Poster – Frozen Feet at Grape Creek
$29.95
Retired Disney artist, Ed French, draws you in, through color and the emotion of his visual story telling. Do you feel the cold creeping in around your collar and up into your feet? Soon your toes will become numb. A bad sign, in the wilderness, when all you have is your feet to carry you to the next destination.
Description
The Art
Created on 4/16/18, this beautiful depiction of Horn Peak, Grape Creek, and the Sangre de Cristo Mountains, really captures “What Pike Saw” and the agony they suffered January 17 – 26 1807. 10 of 17 of Pike’s men suffered frostbite in the Wet Mountain Valley, Colorado, while crossing Grape Creek. Three had frostbitten toes so bad that they were unable to continue with the others over Medano Pass. They were rescued later. The triangular mountain is Horn Peak. The creek flowing east to west beside the men caring for each other is Grape Creek.
- Medium: Ink
- Surface: Card Stock
- Size: 11″ x 14″
- 1 poster
The Artist
Ed French is a retired Disney artist, who has brought his enormous talent to depict extraordinary moments in American history, through the eyes of Zebulon Pike.
The Setting
Pike’s Journal – Saturday, January 17, 1807 “… and the woods appeared to be no great distance, I thought proper to march for it; in the middle of said prairie, crossed the creek (Grape Creek), which then bore east.
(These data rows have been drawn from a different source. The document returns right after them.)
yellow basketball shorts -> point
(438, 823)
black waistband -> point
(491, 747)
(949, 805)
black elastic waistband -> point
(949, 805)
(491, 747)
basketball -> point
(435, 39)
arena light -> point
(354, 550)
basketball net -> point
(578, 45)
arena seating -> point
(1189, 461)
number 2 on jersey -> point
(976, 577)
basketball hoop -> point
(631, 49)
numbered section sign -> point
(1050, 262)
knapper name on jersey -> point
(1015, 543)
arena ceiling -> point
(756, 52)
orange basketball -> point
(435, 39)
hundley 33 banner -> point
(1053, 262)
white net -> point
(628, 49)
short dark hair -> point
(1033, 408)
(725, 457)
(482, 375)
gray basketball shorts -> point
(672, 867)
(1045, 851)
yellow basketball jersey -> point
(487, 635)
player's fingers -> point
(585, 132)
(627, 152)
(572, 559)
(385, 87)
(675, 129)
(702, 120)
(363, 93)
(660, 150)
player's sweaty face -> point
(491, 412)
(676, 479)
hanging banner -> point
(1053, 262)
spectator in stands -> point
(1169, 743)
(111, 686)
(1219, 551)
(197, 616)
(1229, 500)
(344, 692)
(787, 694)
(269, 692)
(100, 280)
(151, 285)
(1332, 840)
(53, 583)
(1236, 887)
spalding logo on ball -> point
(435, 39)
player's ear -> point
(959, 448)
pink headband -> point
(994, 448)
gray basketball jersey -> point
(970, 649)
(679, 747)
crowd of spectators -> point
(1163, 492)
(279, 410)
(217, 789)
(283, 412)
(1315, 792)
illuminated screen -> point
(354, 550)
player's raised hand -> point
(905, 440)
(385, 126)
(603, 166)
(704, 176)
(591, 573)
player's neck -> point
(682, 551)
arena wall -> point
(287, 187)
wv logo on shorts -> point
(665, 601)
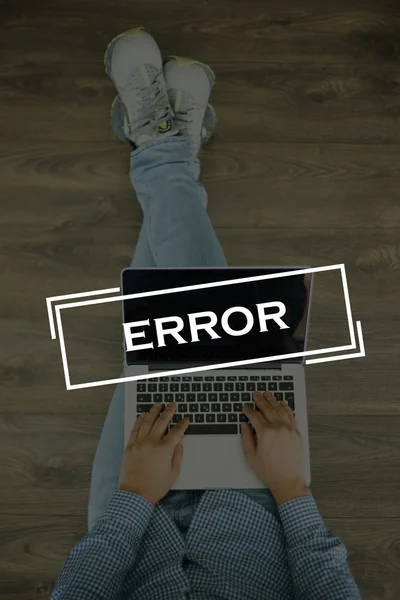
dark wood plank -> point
(356, 32)
(32, 377)
(371, 259)
(276, 102)
(322, 186)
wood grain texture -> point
(255, 102)
(353, 185)
(353, 32)
(303, 170)
(354, 460)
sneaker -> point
(119, 121)
(133, 61)
(189, 85)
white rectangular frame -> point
(60, 307)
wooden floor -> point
(304, 169)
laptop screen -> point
(291, 291)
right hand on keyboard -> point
(278, 456)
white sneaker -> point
(119, 122)
(133, 61)
(189, 85)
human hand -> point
(151, 462)
(277, 456)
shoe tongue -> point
(155, 131)
(165, 126)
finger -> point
(248, 443)
(161, 425)
(176, 433)
(135, 429)
(267, 405)
(176, 460)
(149, 420)
(255, 417)
(289, 414)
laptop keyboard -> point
(213, 403)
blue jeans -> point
(176, 232)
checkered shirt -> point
(234, 549)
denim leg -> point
(176, 232)
(165, 176)
(143, 256)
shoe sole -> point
(128, 33)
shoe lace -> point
(155, 106)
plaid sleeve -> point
(96, 567)
(317, 558)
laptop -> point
(212, 397)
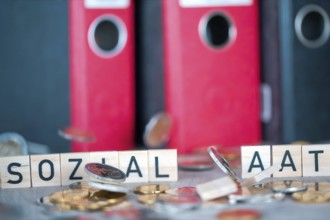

Here we all got our feet wet. The night commenced extremely cold. When we halted at the woods 8 o’clock, for encampment; after getting fires made. We discovered the feet of nine of our men were frozen, and add to the misfortune, of both of those whom we called hunters among the number. This night you had no provision. Reaumer’s thermometer stood at 18 1-2 below 0 (12 below Fahrenheit).”
Pike and 17 of his men were now at the foot of Horn Peak in the Sangre de Cristo Mountains, southwest of present-day Silver Cliff / Westcliffe, Colorado.
January 22nd: “We parted, but not without tears. We pursued our march, taking merely sufficient provisions for one meal in order to leave as much as possible for the two poor fellows.”